PATRIMÓNIO DOS POBRES

Foi numa destas tardes de chuva e vento gelado que a avó e o neto se dirigiram à Casa do Gaiato a perguntar pela minha pessoa.

Eu não estava, mas recebeu-os a Senhora que ficou muito condoída com a situação de ambos, a viverem na mesma morada.

A avó não parou de chorar tão intensamente durante todo o tempo em que o neto, já um homem feito, ia narrando os motivos da sua aflição, que a senhora, mal eu cheguei, me pôs ao corrente das lágrimas da pobre idosa.

- O senhor Padre não está. Nós voltamos amanhã.

Almoçava e, delicadamente não quiseram interromper a minha refeição, embora estivessem cheios de fome.

Acabada a comida, um dos rapazes veio ter comigo ainda à mesa, a dizer: - Estão ali uns senhores que lhe querem falar. - Eram eles. A avó e o neto.

Apercebi-me logo do terremoto que lhes caíra em cima, mas, primeiro, perguntei-lhes se queriam comer. Que sim. A Senhora, que os conhecia ainda da véspera, trouxe logo duas grandes malgas de caldo-verde a fumegar, que eles engoliram sofregamente com pão migado na sopa.

Fui lendo, enquanto comiam, os papéis indicadores da sua visita. Era a casa. O Banco nomeou um executor e eles pela acumulação de rendas em atraso estavam cheiinhos de medo de ir prà rua.

Nestes dias de invernia a casa é tudo. Perder a casa é quase como perder a vida. Ai! Nestes dias deve morrer muita gente de frio, diziam os lamentos que ouvia à minha volta.

Pediram dinheiro a uma dessas empresas que o facultam imediatamente se houver algo a empenhar. Autênticos caçadores de incautos com que alguns Bancos se encapotam para explorar os pobres, os ignorantes, os ambiciosos, etc.!...

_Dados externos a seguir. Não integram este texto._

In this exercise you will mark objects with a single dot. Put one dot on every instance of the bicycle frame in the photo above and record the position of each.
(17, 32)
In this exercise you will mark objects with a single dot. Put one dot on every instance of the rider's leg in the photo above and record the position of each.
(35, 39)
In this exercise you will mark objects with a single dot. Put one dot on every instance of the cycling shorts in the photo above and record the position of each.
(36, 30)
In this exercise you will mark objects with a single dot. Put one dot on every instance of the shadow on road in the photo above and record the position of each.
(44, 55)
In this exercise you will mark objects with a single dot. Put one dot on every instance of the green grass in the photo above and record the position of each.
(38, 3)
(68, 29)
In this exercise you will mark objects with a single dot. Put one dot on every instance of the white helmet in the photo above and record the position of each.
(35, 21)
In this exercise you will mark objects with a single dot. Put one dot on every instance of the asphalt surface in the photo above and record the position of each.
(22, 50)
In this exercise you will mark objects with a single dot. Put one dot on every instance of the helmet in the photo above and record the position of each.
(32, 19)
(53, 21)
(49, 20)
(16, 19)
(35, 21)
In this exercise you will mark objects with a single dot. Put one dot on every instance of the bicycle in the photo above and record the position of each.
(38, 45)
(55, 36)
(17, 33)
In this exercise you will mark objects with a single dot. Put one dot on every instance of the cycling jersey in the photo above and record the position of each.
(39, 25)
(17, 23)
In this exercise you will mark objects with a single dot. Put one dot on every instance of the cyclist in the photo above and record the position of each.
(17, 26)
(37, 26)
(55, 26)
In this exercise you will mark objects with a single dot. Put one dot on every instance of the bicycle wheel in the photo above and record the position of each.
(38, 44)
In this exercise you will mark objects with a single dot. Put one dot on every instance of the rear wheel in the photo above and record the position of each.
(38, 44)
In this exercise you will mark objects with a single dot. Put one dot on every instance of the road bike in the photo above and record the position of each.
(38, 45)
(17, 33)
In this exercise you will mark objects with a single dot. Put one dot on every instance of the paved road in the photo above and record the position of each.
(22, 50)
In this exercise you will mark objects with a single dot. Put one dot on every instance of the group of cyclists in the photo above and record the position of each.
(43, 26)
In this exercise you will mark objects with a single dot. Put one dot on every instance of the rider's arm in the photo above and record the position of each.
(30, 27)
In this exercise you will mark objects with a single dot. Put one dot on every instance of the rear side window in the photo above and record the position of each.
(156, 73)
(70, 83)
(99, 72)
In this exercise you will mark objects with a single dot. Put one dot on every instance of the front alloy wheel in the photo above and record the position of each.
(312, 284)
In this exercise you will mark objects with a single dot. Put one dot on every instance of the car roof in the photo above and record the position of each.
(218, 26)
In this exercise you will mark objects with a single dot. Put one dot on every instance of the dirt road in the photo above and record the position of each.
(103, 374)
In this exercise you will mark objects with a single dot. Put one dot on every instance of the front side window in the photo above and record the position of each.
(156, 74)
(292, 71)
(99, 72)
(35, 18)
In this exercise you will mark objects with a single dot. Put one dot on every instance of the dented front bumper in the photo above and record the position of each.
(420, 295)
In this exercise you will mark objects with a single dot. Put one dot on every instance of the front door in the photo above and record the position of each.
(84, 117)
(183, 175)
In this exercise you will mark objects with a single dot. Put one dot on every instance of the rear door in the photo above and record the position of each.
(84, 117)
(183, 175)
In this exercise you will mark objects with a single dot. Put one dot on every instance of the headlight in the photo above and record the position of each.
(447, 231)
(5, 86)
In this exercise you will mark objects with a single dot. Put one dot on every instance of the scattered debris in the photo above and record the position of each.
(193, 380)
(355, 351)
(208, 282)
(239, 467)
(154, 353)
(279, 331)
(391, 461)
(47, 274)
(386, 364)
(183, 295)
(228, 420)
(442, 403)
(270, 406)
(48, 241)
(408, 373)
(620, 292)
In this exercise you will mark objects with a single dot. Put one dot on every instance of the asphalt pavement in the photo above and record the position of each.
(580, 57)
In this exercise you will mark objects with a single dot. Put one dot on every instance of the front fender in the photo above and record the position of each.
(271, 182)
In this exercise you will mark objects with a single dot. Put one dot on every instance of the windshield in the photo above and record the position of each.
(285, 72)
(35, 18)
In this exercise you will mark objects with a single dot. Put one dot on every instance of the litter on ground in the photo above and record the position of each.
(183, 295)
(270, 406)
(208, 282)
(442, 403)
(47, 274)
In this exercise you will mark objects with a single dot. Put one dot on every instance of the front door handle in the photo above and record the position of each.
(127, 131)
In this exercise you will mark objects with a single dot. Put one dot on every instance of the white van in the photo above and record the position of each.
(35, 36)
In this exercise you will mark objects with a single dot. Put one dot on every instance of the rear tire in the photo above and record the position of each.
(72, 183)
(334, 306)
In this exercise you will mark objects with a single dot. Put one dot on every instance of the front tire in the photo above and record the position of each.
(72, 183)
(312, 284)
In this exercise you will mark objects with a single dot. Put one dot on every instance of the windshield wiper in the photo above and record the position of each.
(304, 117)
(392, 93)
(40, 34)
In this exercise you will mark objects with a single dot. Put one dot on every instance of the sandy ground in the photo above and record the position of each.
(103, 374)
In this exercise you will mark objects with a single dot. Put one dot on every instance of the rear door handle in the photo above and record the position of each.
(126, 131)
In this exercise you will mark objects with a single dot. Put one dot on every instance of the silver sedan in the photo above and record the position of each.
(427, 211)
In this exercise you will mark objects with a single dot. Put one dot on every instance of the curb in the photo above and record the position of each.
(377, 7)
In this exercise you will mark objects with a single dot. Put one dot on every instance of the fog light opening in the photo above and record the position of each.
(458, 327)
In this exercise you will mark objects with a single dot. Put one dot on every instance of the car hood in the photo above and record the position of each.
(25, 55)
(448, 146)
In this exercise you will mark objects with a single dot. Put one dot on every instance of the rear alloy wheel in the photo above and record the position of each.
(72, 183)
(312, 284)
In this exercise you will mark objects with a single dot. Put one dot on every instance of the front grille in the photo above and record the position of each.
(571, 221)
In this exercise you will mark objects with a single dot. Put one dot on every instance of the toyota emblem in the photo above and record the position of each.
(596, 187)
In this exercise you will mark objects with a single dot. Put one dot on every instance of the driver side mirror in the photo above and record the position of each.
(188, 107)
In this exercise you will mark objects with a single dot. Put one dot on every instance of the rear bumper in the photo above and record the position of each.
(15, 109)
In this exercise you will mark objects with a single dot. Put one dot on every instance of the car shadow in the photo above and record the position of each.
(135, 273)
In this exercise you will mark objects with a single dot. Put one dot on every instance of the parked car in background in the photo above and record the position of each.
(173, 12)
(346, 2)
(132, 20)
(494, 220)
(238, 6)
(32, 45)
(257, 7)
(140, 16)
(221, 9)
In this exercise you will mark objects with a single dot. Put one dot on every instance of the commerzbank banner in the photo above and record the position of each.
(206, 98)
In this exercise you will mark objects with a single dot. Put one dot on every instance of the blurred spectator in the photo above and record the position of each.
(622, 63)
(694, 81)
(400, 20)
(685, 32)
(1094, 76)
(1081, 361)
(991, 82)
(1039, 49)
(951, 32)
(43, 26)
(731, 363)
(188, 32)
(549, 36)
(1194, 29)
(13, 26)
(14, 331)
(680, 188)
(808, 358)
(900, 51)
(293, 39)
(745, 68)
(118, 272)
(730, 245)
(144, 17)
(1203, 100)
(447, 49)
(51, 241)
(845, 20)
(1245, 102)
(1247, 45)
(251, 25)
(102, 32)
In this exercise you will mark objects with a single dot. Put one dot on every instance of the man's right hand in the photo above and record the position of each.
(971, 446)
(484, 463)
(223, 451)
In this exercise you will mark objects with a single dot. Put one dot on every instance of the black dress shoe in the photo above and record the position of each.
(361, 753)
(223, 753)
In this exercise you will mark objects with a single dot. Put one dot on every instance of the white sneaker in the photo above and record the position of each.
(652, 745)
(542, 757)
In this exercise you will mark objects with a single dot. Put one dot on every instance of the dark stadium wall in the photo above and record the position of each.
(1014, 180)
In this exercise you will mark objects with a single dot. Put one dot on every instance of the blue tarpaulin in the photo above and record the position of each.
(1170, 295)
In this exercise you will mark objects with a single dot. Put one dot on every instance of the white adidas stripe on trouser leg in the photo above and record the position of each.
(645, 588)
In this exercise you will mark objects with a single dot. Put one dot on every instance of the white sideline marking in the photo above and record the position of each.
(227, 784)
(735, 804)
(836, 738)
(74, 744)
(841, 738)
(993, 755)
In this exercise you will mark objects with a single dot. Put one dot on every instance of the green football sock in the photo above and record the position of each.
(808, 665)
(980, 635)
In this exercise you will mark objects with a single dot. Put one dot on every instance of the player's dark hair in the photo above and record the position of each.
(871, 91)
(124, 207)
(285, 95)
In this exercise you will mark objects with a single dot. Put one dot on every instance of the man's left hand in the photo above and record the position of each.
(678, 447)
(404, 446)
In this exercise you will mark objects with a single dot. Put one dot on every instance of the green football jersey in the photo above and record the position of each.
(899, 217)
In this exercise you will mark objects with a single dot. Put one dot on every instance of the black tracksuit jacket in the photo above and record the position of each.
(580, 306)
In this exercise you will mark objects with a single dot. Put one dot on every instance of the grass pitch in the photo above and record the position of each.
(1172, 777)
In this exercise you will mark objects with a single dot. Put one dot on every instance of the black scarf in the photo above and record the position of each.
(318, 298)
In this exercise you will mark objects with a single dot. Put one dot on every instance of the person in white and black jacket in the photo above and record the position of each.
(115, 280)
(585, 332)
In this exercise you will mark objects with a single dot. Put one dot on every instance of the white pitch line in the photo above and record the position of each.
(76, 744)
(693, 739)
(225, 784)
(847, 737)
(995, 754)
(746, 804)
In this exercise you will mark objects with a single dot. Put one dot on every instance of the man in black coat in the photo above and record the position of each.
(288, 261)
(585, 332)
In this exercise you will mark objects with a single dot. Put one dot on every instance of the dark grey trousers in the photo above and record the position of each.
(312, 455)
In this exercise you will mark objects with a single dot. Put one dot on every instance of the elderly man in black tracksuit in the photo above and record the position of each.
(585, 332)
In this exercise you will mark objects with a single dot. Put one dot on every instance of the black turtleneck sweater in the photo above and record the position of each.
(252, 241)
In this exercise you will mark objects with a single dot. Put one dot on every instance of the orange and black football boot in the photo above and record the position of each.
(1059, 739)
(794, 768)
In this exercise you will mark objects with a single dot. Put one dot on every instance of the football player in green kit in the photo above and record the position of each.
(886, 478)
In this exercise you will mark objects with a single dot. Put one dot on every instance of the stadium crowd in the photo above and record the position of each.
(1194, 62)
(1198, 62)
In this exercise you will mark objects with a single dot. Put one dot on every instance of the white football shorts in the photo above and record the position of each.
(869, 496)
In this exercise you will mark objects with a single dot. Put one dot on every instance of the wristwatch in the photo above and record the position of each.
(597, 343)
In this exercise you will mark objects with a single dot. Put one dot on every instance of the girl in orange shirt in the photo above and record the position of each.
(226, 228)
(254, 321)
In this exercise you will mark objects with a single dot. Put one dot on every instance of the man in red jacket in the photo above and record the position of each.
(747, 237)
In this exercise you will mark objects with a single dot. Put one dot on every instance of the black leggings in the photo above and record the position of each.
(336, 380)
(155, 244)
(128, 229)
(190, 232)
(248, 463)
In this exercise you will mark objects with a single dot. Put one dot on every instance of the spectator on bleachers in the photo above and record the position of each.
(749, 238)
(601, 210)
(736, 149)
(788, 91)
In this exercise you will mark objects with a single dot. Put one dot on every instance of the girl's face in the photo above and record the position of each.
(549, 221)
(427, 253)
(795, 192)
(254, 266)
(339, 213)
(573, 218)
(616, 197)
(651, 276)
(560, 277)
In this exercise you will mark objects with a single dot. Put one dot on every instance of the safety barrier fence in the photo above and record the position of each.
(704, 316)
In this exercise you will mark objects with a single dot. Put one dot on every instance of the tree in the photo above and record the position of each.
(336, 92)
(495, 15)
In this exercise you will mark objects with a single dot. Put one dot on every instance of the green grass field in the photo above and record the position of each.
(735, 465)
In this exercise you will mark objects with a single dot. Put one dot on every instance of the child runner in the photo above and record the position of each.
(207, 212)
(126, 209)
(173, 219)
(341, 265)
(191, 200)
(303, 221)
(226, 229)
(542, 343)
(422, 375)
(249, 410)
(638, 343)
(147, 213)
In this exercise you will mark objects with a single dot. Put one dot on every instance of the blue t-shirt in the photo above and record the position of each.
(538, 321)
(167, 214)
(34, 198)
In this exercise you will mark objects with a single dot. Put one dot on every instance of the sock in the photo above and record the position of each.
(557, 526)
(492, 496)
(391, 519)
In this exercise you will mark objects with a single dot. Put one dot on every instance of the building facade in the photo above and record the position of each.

No meu entender tais negócios deviam ser proibidos, pois só caem neles os imprudentes.

Propagandeiam dinheiro na mão já. É o isco com que atraem os ingénuos para, depois os explorarem como sanguessugas que são.

Dói-me que uma rádio, dita de inspiração cristã, não negue propaganda a tal gente e se deixe levar também pelo deus dinheiro.

A senhora havia comprado a sua casinha, que era mais pequena que a da Janete que me custou 32.000 euros há 3 anos. O Banco punha agora à praça por 62.000 euros e ainda ficava credor de toda aquela dívida e dos juros da pobre gente. É na verdade um bom negócio!...

O débito era avultadíssimo, são juros sobre juros e o Património dos Pobres não podia empenhar-se em tal emaranhado. Que fazer?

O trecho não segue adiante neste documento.